How One Water Project Team Member Changed a Life Forever

Thursday, April 18th, 2024

At The Water Project, we are forever singing the praises of our teams on the ground. They’re the ones who provide water and make sure it stays flowing for hundreds of thousands of people. To do this, they brave washed-out roads, spotty network connectivity, power outages, harsh weather, and more — because they know that, without water, the community members we all strive to help would suffer. 

Our local teams’ work at their everyday jobs deserves recognition. But when one of our team members goes above and beyond? That deserves even more — which is why we’re bringing you this incredible story today. 

In 2016, Monitoring and Evaluation Officer Betty Majani supervised the construction of a protected spring in Evihule Community. 

While working in the community over the course of a week, she noticed a boy. He lingered at the spring for a whole week during the construction process. He did not wear a school uniform, though schools were in session. Betty asked him questions, and she noticed he was bright and curious — but he wasn’t in school.

Being a mother herself, Betty was heartbroken to see such a smart young boy wasting his potential and falling behind his peers. So she called “Mum Janet,” the wife of Humphrey Buradi, The Water Project’s Regional Director of Western Kenya. Janet is not only the head of The Water Project’s staff welfare committee, but she also works in Monitoring and Evaluation for The Water Project. She and Humphrey are known throughout our Western Kenya teams as kind, giving people — who have helped children in need get their education in the past.

Betty and Janet shared the story of that boy with the rest of the staff, and together, they decided to sponsor his secondary education, covering his school fees. 

Today, that boy — Donnic — is a smart young man pursuing his undergraduate education. We asked him to speak about that time in his life and what brought him to where he is today.

“I’m Donnic Wekesa, a beneficiary of The Water Project Western Kenya,” said Donnic. 


“I would like to give thanks to The Water Project Western Kenya for the great support towards my education. May God bless them so much. I would like to give thanks to Mrs. Betty Majani for reaching out to me and introducing me to The Water Project Western Kenya family. I really appreciate Mum Janet Kayi and Mr. Humphrey Buradi for keeping in touch with me and inquiring about my well-being and progress from the whole team.” 

Donnic explained the circumstances that led him to be at the spring that day instead of in school. He said his family never prioritized education, and that the highest grade anyone in his family ever completed was grade eight.

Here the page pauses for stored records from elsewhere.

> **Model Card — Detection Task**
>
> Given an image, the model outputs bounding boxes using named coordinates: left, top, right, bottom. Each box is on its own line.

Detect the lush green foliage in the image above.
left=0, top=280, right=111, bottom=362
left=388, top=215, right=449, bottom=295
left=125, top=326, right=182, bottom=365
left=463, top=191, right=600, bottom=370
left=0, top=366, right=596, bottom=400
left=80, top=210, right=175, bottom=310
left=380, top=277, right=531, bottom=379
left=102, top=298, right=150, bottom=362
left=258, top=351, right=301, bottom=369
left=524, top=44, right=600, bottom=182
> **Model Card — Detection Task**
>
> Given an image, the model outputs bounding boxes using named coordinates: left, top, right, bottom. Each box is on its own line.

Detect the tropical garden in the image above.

“Personally, in my early ages, I never had [a] passion [for] learning, and I was going to school because my brothers were going, too,” Donnic said. 

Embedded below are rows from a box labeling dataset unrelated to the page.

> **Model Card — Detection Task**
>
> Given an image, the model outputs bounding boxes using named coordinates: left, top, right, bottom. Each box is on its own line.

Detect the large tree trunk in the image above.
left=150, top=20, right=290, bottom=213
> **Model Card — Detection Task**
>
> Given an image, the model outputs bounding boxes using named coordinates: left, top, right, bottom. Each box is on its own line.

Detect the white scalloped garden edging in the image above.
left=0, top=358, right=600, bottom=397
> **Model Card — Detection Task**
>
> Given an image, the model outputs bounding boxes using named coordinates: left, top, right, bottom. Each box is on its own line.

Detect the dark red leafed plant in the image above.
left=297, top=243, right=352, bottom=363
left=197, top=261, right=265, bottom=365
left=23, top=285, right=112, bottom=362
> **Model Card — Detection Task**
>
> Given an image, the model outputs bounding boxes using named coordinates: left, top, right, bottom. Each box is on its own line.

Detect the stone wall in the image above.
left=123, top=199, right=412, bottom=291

“I was performing very poorly in my primary education, and I grew up knowing that I was a failure. I never had anybody to give me hope because most of the family members were still in school and hoping for transformation, and so everybody was concentrating on his own life. I…had no worries because nobody would bother to know what I scored in my examinations. 

“By then, my father was very sick to [the] point of rejecting us as his own children. So, we would live in the house as strangers. [This] gave our stepmom authority over the whole home, and she made our home very hostile to us since my own mum had left…in 2005. We lived by grace at that point because we never knew where our mother had fled. 

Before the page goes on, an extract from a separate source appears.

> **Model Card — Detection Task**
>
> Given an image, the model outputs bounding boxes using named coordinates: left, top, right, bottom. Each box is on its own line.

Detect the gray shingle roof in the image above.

“At [this] point, there was no hope at all for schooling again. We stayed at home doing small jobs to sustain ourselves…and begging for food at our own home. 

“After some time, my father started getting better and he tried in a way to restore the peace of the family without success. So, every morning, we would wake up in a house looking like a battle ring, and we would witness all kinds of painful words.”

“From here, I knew my family was struggling to keep me at school. We would be sent home for school fees, and I used to stay at home for months before reporting back [to] school without the money. 

“[Then], I met with Betty Majani and Pastor Christopher Majani. They became my friends and really had [a] passion [for] inquiring about my school. After some time, [Betty] knew that I was really going through a lot, and that is why I was not going to school. 

“Meeting Betty, who talked to me so well, [and] motivated me, I developed a positive attitude to work hard in school. I started performing better in grade seven, and my teachers were really happy, and they started motivating me to put in more effort. I really worked hard, and my grades improved tremendously, although the issue of school fees was a bigger challenge. I never lost hope, and I managed to sit for my grade eight examinations, which I really passed well, but due to school fees, I was forced to repeat grade eight three times, hoping to find someone to help me pay my secondary school fees.” 

This is when Betty stepped in, gathering her team of coworkers to help raise the money for Donnic’s secondary school fees. 

Since Donnic did so well in secondary school, the staff welfare committee decided to keep sponsoring him through a university education as well — which catches us up to the present day. 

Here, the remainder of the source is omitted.